One morning at breakfast, he said, “Pete, I’ve been thinking. I can cut off an acre down by the grapefruit grove without hurting the property. I’d love to give it to you and Cheray if you’d consider building a small house on it. It’s right on the ocean. Something you and the kids could use from time to time. You know, there will soon be no beachfront property left on the Atlantic coast.”
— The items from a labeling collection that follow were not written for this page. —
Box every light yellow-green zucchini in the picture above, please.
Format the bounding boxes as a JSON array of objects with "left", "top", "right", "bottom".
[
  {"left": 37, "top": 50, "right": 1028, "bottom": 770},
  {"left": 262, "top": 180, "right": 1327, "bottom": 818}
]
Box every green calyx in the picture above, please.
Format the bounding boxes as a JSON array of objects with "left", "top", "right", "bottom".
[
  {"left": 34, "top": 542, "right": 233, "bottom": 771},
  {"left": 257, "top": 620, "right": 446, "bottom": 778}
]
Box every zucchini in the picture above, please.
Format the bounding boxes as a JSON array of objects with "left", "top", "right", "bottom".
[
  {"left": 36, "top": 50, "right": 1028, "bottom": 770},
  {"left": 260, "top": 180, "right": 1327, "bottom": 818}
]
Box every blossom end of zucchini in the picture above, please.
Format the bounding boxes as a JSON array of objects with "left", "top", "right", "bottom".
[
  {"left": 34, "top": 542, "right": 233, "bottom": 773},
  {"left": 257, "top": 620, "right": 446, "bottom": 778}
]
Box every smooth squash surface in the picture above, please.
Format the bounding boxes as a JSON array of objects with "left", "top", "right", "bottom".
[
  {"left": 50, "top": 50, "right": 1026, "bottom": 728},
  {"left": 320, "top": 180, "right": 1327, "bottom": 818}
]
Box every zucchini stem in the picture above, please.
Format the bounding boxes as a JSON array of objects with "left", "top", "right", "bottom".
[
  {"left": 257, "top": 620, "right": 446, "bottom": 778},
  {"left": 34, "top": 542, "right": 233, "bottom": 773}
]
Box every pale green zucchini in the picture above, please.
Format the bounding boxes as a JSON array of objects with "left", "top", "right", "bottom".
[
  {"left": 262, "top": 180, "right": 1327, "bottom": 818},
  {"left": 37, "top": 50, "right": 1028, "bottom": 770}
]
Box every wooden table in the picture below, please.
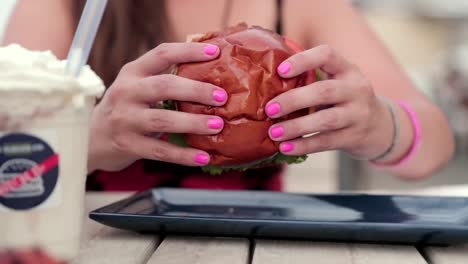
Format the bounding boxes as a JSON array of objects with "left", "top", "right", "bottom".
[{"left": 73, "top": 187, "right": 468, "bottom": 264}]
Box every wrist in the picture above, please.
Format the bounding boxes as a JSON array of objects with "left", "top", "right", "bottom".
[{"left": 371, "top": 102, "right": 417, "bottom": 166}]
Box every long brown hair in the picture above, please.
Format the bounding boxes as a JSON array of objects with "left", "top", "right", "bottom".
[{"left": 72, "top": 0, "right": 171, "bottom": 87}]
This was more surprising than the photograph. The one subject that nobody—not even Ave’s wife or children—had ever been brave enough to bring up with him was anything to do with money or property Ma had loved going shopping with Cheray, who couldn’t get over how timid she was about charging purchases to Ave. One day, long after one of Ma’s fur coats had reached a stage beyond repair, they found the perfect replacement at Bergdorf’s, a mink for $5,000. As Cheray later told me, “Marie was just terrified. It took everything I had to give her the courage to buy the damn thing and have the bill sent to Averell.”
I had always been thrilled to be considered “family” by the Harrimans, but it was a matter of pride for me never to ask Ave for anything. About a year before Ma died, she’d mentioned she wanted to leave me a Degas sculpture in her will, one of the bronze ballerinas with a real tutu. Ave had jumped in and said, “Oh God no, Marie. It’s worth far too much. Can’t you think of something else?” (Fifteen years later, after Ave died, his widow, Pamela, sold the Degas for several million dollars.) Ma had next suggested leaving me her best Daumier bronze. Again Ave had vetoed it for the same reason. What she did leave me was $5,000 and a small Daumier bronze called Le Fat Sebastian. The caricature of a self-satisfied Parisian businessman, circa 1860, still sits on my desk in New York, where it always gives me a chuckle. I’d never dreamed I would be named in any Harriman will, and I was thrilled by Ma’s generosity. But I do wish Ave had kept his mouth shut about the Degas.
Now, lonely as he was, Ave was offering me an acre of Hobe Sound oceanfront, a valuable chunk of his property. “Great,” I said, “we’d love it. But are you sure?”
“Of course I am,” he said. “Let’s go walk it.”
When Ave suggested that we call up an architect, I knew he was serious. He took great pleasure going over the sketches for the modest bungalow we envisioned, offering many suggestions. Thinking I might actually own a piece of this childhood place, I felt a wonderful sense of roots. The fact that I would also be providing Ave company—as well as a built-in croquet partner—in his old age made it even better.
Since the kids would want to use the Jupiter Island Club, I called on Nat Reed and his mother, Permelia, just to make sure there wouldn’t be a problem over membership. “Don’t be silly,” said Nat. “This is your home. The moment you build your house, you’re in.” A week later, I got a letter confirming it.